I'm interested how to take derivatives w.r.t. to $\beta$, of the partition function.
Defining it in the usual way as $ Z =\text{Tr} \, e^{- \beta H}$ it is clear that one gets
$ \partial_\beta Z =- \text{Tr} ( H e^{- \beta H}) $
In the coherent state path integral representation for a single field the partition function has the form
$ Z = \int D(\Psi^*,\Psi) \exp\left\{ - \int_0^\beta d\tau \left( \Psi^* \partial_\tau \Psi + H(\Psi^*,\Psi) \right) \right\} $
With the boundary condition $\Psi(0)= \pm \Psi(\beta)$.
How is the derivative w.r.t. to $\beta$ performed in this case?
EDIT:
Let me specify my problem more and show you where my problem is.
The main point of confusion comes from the continuum representation.

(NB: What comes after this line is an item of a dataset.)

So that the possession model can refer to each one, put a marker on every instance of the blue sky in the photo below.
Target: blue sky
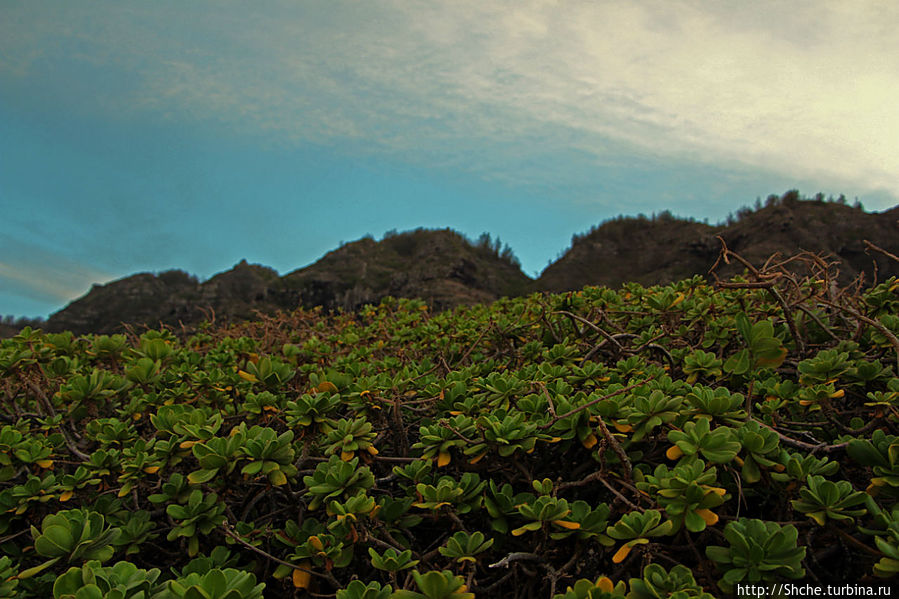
(143, 136)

Let us consider the harmonic oscillator and calculate the expectation value of the Hamiltonian. We see from statistical mechanics that we can get it by
$ <H> = \frac{-1}{Z} \partial_\beta Z $
The action for this case, in coherent state basis, is given by:
$ S= \int_0^\beta d\tau \Psi^*(\tau)(\partial_\tau + \omega) \Psi(\tau) = \int_0^\beta d\tau \Psi^*(\tau) G^{-1}(\tau) \Psi(\tau) $
Putting this into the expression for the average of the Hamiltonian and taking the derivative just to the exponential and not the measure one gets
$ \frac{1}{Z} \int D(\Psi^*,\Psi) \exp\left\{ - \int_0^\beta d\tau \left( \Psi^* G^{-1} \Psi \right) \right\} \partial_\beta \int_0^\beta d\tau \Psi^*(\tau) G^{-1}(\tau) \Psi(\tau) $ $ = \frac{1}{Z} \int D(\Psi^*,\Psi) \exp\left\{ - \int_0^\beta d\tau \left( \Psi^* G^{-1} \Psi \right) \right\} \Psi^*(\beta) G^{-1}(\beta) \Psi(\beta) $
The only terms which are not equal in numerator and denominator are the terms at $\beta$. Therefore they cancel everywhere except at the "time slice" $\beta$. Therefore one gets
$ = \frac{\int D(\Psi^*,\Psi)_\beta \exp\left\{ - \left( \Psi^* G^{-1} \Psi \right)(\beta) \right\} \Psi^*(\beta) G^{-1}(\beta) \Psi(\beta)}{\int D(\Psi^*,\Psi)_\beta \exp\left\{ - \left( \Psi^* G^{-1} \Psi \right) (\beta)\right\} } =1 $
In the last step the Gaussian integral's are performed.
This result is wrong. I can reproduce the right result in the time sliced version of the path integral, but i do not see how it works out in the continuum limit.